SW Weenies: Ready for CMT?

← Back to Stories (view on slashdot.org)

Posted by Hemos on Monday June 13, 2005 @01:20AM from the step-on-up dept.

tbray writes "The hardware guys are getting ready to toss this big hairy package over the wall: CMT (Chip Multi Threading) and TLP (Thread Level Parallelism). Think about a chip that isn't that fast but runs 32 threads in hardware. This year, more threads next year. How do you make your code run fast? Anyhow, I was just at a high-level Sun meeting about this stuff, and we don't know the answers, but I pulled together some of the questions."

2 of 378 comments (clear)

Min score:

Reason:

Sort:

Re:how much for the best of both worlds? by InvalidError · 2005-06-13 02:51 · Score: 4, Informative

Hardware threading has been mainstream for more than two years in the form of HyperThreading.
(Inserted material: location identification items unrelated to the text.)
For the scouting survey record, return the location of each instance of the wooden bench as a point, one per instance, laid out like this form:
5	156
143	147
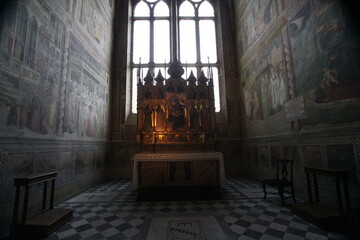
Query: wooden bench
46	220
320	214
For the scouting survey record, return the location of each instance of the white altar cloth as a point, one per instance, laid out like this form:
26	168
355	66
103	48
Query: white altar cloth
176	157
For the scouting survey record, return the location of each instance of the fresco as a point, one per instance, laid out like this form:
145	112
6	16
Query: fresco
264	80
96	23
19	165
321	35
255	21
80	162
33	65
311	156
275	154
264	157
91	160
65	166
46	162
100	161
87	96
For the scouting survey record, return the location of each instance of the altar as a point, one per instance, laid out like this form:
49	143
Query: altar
176	132
178	169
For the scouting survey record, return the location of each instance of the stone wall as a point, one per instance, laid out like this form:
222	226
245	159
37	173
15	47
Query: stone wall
300	82
54	93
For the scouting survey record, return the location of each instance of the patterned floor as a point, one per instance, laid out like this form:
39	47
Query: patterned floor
242	215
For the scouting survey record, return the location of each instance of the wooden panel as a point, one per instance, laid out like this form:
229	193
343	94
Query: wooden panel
179	173
152	174
205	173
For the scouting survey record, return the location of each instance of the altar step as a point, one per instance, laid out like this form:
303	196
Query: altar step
179	193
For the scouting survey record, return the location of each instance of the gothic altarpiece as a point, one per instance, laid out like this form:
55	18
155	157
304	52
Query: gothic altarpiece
176	131
175	114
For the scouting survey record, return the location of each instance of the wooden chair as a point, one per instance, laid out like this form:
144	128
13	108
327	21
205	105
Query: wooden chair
284	178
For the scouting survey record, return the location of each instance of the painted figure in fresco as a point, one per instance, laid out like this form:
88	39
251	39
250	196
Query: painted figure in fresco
147	118
13	116
160	118
34	120
176	116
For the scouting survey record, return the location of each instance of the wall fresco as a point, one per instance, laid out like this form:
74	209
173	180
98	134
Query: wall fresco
34	56
254	22
318	33
65	166
311	156
265	88
96	23
46	162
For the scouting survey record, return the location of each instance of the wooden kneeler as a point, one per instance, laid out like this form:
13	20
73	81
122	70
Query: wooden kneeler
43	222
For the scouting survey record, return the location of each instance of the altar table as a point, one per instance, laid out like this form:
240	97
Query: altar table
178	169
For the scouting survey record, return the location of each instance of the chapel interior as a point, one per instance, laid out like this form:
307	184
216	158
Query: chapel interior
238	89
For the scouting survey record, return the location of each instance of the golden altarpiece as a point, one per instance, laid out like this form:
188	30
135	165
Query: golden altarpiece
176	134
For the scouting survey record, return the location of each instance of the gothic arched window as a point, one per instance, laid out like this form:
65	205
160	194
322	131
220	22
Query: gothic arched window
153	43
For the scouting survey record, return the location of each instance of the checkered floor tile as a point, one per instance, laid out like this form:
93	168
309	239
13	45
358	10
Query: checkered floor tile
241	216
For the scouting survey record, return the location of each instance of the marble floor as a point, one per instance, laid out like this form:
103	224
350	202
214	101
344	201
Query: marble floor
109	211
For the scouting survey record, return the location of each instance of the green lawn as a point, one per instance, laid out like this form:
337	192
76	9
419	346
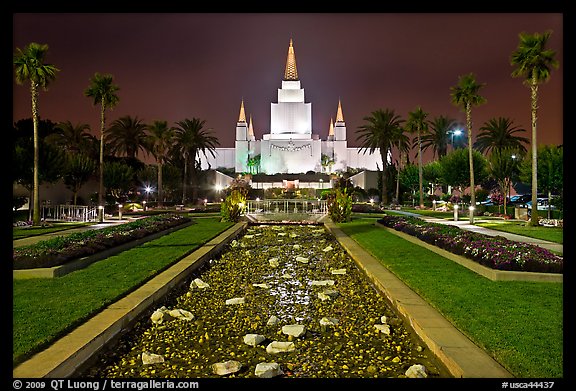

Simultaneous Multi-Threading is a CPU's ability to concurrently execute mixed instructions from multiple threads. Intel's HT simply 2-ways SMT.

Chip Multi-Threading is a CPU's ability to hold execution states for multiple threads, executing instructions from only one of them at a time unless the chip is also SMT.

In Sun's case, the mid-term plan is to eventually offer 8-ways SMT with 32-ways CMT: the CPU can hold states for up to 32 threads and have in-flight instructions from as many as eight of them.
Why the future of SMT is bleak by spockvariant · 2005-06-13 04:54 · Score: 5, Informative

I'm a researcher working on high performance computing and have used various configurations of Simultaneous Multithreading (aka Hyperthreading aka CMT) (Intel Xeon, IBM POWER5). The result is always the same - at the end, memory latencies and OS overheads kill most of the gains of instruction level parallelism coming from SMT. Look at it this way - the typical latencies of operations on most modern processors are of the order of 1 nanosecond, whereas DRAM latencies are of the order of 200ns. As long as you can't do anything about this latency, there's no point in cutting down on processing times. There's a very nice paper in this year's ACM SIGMETRICS that gives real experimental data to illustrate this fact - http://www.cs.princeton.edu/~yruan/XeonSMT/smt.pdf The paper shows that the speedups obtained using SMT in practice are meagre. The reason that the simulation results coming from the original UWashington research on the subject - http://www.cs.washington.edu/research/smt/ - looked far better was their use of unreasonably large caches in their simulations, and that they completely ignored the OS overhead of enabling SMT - which is non-negligeable - and is a thing that has been pointed out often on the Linux Kernel mailing list as well.